① 構造耐力上主要な部分である柱で、最下階の部分に使用するものの下部には、土台を設けなければならない。ただし、当該柱を基礎に緊結した等の場合は、この限りではない。
 土台は、一体の鉄筋コンクリート造または無筋コンクリート造の布基礎に緊結しなければならない。ただし、茶室、あずまやその他これらに類する建築物又は延べ面積が10㎡以内の物置、納屋その他これらに類する建築物については、例外的に土台を基礎に緊結しなくてもよい(同法施行令40条ただし書)。
② 階数が2以上の建築物におけるすみ柱またはこれに準ずる柱は、通し柱としなければならない。ただし、接合部を通し柱と同等以上の耐力を有するように補強した場合においては、この限りではない。
③ はり、けたその他の横架材には、その中央部附近の下側に耐力上支障のある欠込みをしてはならない
④ 筋かいは、その端部を、柱とはりその他の横架材との仕口に接近して、ボルト、かすがい、くぎその他の金物で緊結しなければならない。
 筋かいには、欠込みをしてはならない。ただし、筋かいをたすき掛けにするためにやむを得ない場合において、必要な補強を行ったときは、この限りではない
⑤ 構造耐力上必要な部分である壁、柱および横架材を木造とした建築物にあっては、すべての方向の水平力に対して安全であるように、各階にそれぞれ壁を設けまたは筋かいを入れた軸組をつりあいよく配置しなければならない。
⑥ 構造耐力上必要な部分である継手または仕口は、ボルト締、その他これらに類する構造方法により、その部分の存在応力を伝えるよう緊結しなければならない。
 ボルト締には、ボルトの径に応じ有効な大きさと厚さを有する座金を使用しなければならない。
※1 継手とは、木材を一方向につなぐ場合、木材と木材がしっかりかみ合うように、接合する部分に凹凸をつけ、それぞれをはめ込むこと。
※2 仕口とは、木材を直角にあるいは、ある角度につなぐこと。
⑦ 木造の外壁のうち、鉄網モルタル塗その他軸組が腐りやすい構造である部分の下地には、防水紙その他これに類するものを使用しなければならない(令49条)。
⑧ 構造耐力上必要な部分である柱、筋かいおよび土台のうち、地面から1m以内の部分には、有効な防腐措置を講ずるとともに、必要に応じて、しろありその他の虫による害を防ぐための措置を講じなければならない。

(2) 木造建物を耐震的にするための方法
① 筋かい(柱と横架材を結ぶ補強材で欠込みをしてはならない。

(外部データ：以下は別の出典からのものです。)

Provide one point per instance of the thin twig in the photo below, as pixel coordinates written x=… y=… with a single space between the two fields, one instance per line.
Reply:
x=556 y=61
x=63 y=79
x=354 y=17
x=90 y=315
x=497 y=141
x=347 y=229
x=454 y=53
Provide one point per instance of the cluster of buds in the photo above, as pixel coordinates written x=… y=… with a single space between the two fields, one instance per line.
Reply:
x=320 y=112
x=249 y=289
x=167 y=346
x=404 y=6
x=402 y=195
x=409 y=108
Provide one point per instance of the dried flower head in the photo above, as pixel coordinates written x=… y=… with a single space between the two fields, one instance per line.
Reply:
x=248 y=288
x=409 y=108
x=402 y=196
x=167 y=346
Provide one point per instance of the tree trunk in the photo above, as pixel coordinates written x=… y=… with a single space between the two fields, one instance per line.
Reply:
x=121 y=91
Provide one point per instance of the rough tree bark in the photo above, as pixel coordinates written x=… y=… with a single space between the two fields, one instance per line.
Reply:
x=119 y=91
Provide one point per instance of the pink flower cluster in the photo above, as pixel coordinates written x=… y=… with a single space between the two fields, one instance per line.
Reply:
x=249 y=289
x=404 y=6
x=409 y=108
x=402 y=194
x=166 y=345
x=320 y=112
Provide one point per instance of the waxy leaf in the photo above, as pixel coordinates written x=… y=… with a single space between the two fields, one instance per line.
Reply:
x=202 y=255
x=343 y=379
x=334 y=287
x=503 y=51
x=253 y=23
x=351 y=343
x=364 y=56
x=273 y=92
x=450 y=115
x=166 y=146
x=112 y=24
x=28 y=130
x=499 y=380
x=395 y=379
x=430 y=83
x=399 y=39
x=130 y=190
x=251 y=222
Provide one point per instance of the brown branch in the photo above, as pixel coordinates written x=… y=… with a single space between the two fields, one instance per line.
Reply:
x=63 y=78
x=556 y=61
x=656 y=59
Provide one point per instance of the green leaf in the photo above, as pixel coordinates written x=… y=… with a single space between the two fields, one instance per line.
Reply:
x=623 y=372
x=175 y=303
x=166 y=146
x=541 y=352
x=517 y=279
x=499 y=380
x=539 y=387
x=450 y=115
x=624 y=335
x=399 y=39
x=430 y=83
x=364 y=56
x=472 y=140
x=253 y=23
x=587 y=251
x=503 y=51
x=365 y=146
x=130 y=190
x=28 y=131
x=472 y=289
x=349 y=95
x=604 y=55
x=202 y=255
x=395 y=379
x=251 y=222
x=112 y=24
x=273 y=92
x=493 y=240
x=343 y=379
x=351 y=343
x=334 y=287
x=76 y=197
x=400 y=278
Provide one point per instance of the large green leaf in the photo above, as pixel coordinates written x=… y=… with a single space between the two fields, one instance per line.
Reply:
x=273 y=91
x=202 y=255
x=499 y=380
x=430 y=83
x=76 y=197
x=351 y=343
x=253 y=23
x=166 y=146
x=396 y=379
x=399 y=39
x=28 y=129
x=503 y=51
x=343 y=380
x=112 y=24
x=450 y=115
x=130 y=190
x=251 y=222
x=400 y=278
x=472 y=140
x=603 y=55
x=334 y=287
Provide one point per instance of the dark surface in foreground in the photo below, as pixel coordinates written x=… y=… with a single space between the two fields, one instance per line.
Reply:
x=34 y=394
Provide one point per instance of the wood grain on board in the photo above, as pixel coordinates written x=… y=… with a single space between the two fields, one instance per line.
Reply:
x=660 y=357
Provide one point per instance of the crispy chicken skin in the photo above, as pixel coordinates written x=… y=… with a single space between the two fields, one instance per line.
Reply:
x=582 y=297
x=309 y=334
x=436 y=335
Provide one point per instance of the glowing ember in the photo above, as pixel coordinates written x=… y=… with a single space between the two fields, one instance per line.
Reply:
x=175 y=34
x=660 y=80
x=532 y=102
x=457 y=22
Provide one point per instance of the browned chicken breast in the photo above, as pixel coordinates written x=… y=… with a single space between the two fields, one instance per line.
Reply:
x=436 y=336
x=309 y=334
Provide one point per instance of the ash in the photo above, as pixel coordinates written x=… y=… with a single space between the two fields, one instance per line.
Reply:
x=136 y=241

)、方杖(垂直材と水平材の隅角に入れる補強材で建物の変形を防ぐのに有効)、火打(水平材が直角に交わる所に入れる補強材)などの斜材を多くとる
② 壁は階下に多くとり、広い部屋は2階につくり、階上と階下の壁は同位置がよい。壁に厚みのある面材を打ちつけるのも有効である。
③ 屋根材は軽量のものを使用し、下地に緊結する。
④ 土台は、アンカーボルトで布基礎に緊結する。
⑤ 施工時、仕口及び継手はできるだけ金物で補強する。
⑥ 木造建築物の壁は、構造用合板等の厚みのある面材を打ちつけたり、筋かいを設けることにより、地震による水平力に対する耐力を増加させることができる。
⑦ 軟弱な地盤の敷地に木造建築物を建築する場合には、布基礎を鉄筋入れとすることにより、耐震性を向上させることができる。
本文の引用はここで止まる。